演者 荒川 悠佑(徳島大病院・消化器・移植外科)
共同演者 島田 光生(徳島大病院・消化器・移植外科), 石川 大地(徳島大病院・消化器・移植外科), 山田 眞一郎(徳島大病院・消化器・移植外科), 斉藤 裕(徳島大病院・消化器・移植外科), 岩橋 衆一(徳島大病院・消化器・移植外科), 金本 真美(徳島大病院・消化器・移植外科), 池本 哲也(徳島大病院・消化器・移植外科), 森根 裕二(徳島大病院・消化器・移植外科), 居村 暁(徳島大病院・消化器・移植外科), 宇都宮 徹(徳島大病院・消化器・移植外科)

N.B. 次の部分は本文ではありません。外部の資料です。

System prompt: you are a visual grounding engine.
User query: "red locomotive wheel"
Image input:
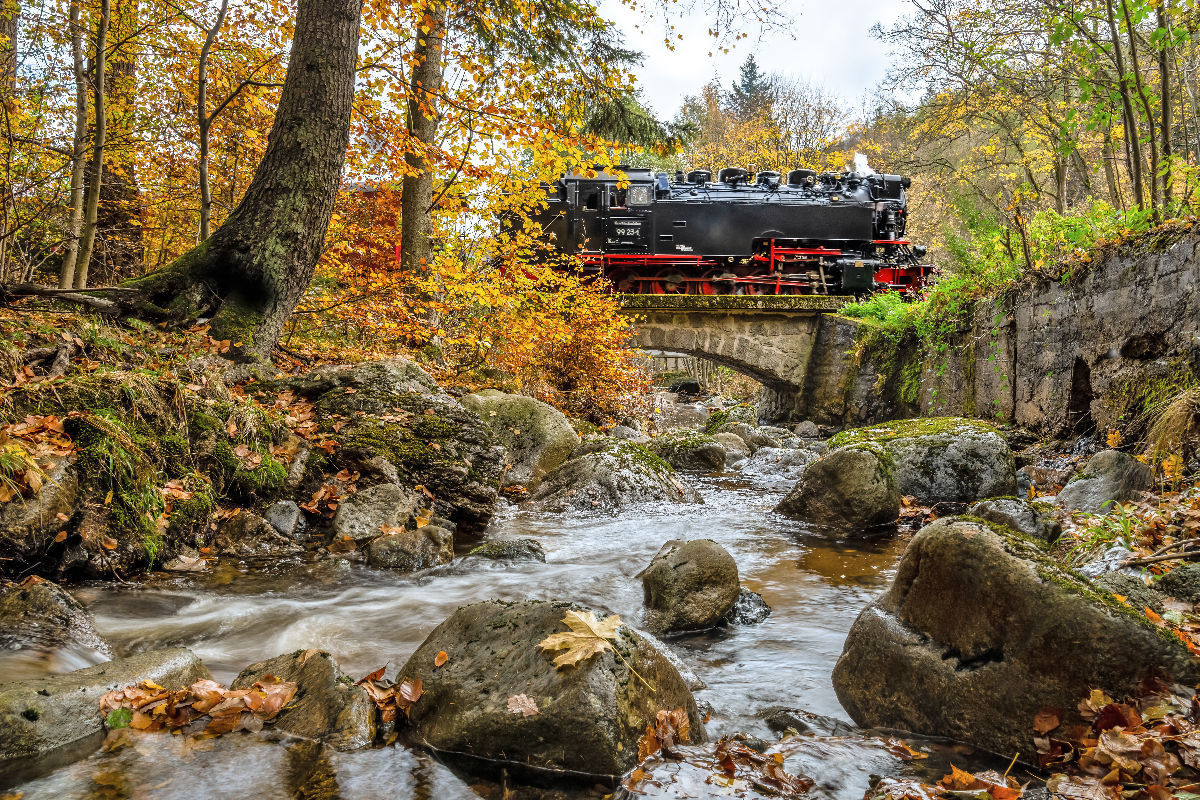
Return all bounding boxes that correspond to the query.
[700,269,738,294]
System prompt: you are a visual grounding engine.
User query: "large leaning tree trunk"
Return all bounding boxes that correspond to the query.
[400,0,449,275]
[122,0,362,361]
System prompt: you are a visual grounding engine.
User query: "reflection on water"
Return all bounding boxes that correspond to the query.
[9,477,960,800]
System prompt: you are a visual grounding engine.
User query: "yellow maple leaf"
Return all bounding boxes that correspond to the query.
[540,610,622,669]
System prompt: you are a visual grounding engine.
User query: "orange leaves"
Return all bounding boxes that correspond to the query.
[1034,686,1200,800]
[100,675,296,735]
[637,706,691,762]
[354,667,425,722]
[0,414,74,503]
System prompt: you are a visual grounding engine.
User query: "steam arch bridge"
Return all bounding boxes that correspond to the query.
[622,294,857,422]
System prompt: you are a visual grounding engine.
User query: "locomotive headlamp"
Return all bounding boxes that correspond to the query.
[626,185,650,205]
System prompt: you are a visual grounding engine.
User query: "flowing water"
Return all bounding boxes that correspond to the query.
[7,474,1003,800]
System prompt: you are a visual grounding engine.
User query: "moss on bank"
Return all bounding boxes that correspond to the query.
[829,416,997,450]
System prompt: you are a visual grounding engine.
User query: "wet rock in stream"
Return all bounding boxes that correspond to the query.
[833,518,1200,753]
[458,389,580,489]
[637,539,740,636]
[1057,450,1154,513]
[829,417,1016,504]
[646,431,727,473]
[725,587,770,625]
[775,446,900,533]
[230,650,376,750]
[0,579,113,661]
[967,498,1062,545]
[0,648,212,774]
[524,440,702,513]
[467,539,546,563]
[398,601,704,782]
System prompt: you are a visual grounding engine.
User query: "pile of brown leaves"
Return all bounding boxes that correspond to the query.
[864,764,1025,800]
[0,414,74,503]
[100,675,296,736]
[623,738,814,798]
[355,652,424,722]
[1034,686,1200,800]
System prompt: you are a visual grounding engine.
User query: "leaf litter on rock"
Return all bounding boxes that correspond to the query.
[354,664,425,722]
[100,675,296,735]
[539,610,654,692]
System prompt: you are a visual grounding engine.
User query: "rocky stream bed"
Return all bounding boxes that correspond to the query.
[0,361,1200,800]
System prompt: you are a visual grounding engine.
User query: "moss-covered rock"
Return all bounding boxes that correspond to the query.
[1057,450,1154,513]
[833,518,1200,753]
[0,648,212,775]
[967,498,1062,545]
[230,650,376,751]
[467,539,546,561]
[1156,564,1200,603]
[637,539,740,636]
[526,439,701,513]
[458,390,580,491]
[829,417,1016,504]
[0,581,113,673]
[775,445,900,534]
[283,359,504,533]
[400,601,706,783]
[646,431,726,473]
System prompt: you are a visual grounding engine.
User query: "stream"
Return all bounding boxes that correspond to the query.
[7,474,1003,800]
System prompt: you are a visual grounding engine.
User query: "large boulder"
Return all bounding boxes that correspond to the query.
[367,524,454,572]
[713,433,750,467]
[637,539,740,636]
[742,447,818,486]
[400,601,704,782]
[833,517,1200,757]
[467,539,546,563]
[0,456,79,572]
[967,498,1062,545]
[1057,450,1154,513]
[282,359,505,533]
[208,509,304,569]
[775,445,900,533]
[829,417,1016,504]
[715,422,784,452]
[0,578,113,663]
[458,389,580,489]
[0,648,212,775]
[646,431,726,473]
[527,440,701,513]
[230,650,376,750]
[334,483,428,541]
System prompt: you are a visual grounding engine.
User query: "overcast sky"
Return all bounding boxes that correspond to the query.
[602,0,908,119]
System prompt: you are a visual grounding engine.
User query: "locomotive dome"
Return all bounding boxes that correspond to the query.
[525,160,930,295]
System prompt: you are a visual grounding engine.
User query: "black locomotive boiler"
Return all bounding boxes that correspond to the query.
[535,167,930,295]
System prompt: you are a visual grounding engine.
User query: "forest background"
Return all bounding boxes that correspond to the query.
[7,0,1200,421]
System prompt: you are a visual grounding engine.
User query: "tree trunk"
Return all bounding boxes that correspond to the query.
[196,0,229,241]
[74,0,109,289]
[88,0,144,284]
[59,0,88,289]
[1121,0,1158,218]
[128,0,362,361]
[400,0,448,273]
[1156,0,1175,206]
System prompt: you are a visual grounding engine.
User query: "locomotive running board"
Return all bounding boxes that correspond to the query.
[617,294,854,313]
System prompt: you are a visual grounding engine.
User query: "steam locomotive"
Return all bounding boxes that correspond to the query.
[535,167,930,295]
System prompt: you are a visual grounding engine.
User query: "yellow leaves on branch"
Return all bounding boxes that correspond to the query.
[540,610,622,669]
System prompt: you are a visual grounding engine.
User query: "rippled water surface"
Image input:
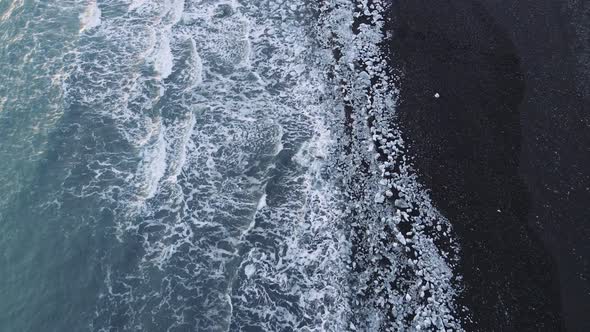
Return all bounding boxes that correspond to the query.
[0,0,468,331]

抄録 背景:当科では切除不能肝癌症例に対してソラフェニブの投与を行い,外科的治療が可能であれば積極的に導入してきた.今回この治療成績を検討し,外科的治療の組み合わせが有用であった症例について報告する.対象・方法:当科にてソラフェニブを投与した症例で投与後の効果判定を行った25例を対象とした.投与量は初期では800mg/日で開始したが,現在では400mg/日で開始している.(検討1)ソラフェニブの治療効果と副作用(検討2)ソラフェニブと外科的治療の併用が有用であった2症例に関して検討を行った.結果:(検討1)投与期間(中央値)は112日であり,副作用として手足症候群は44%に認められた.手術へのconversionが可能であった症例,肺・肺門部リンパ節転移を認めた2症例のみがPRであり(8%),SDは10例(40%)であった.投与後累積生存率は12か月で55%であった.(検討2)症例1, 60才代,男性,HBV (+).肝右葉の巨大肝細胞癌に対してTACE後に肝右葉切除を施行するも術後肺転移及び肺門リンパ節転移が出現しGEM+FP,IFN+TS1療法を施行した後にソラフェニブ(800mg/日)を投与し,肺転移・リンパ節転移は著明な縮小を認めた.投与開始29か月後に肝内再発を認め肝内側区域切除施行.現在44か月生存中.症例2:50才代,男性,HBV(+).腹部膨満感あり,CTで肝前区域を占める巨大HCC認め肝内転移を伴っていた.ソラフェニブ(400→800mg/日)の投与を開始したところ,AFP(2308→17ng/ml), PIVKAII(23635→577AU/ml)は著減し,画像上も主腫瘍の著明な縮小を認めた.このため2012/11に肝右葉切除を施行した.現在術後4か月再発を認めていない.結語:切除不能肝癌に対するソラフェニブの奏効率は8%であるものの,PR症例における根治的肝切除へのconversionによる根治切除,あるいはPD後に外科切除を併用することで長期生存を得ることが可能であり有用な治療オプションであると考えられた.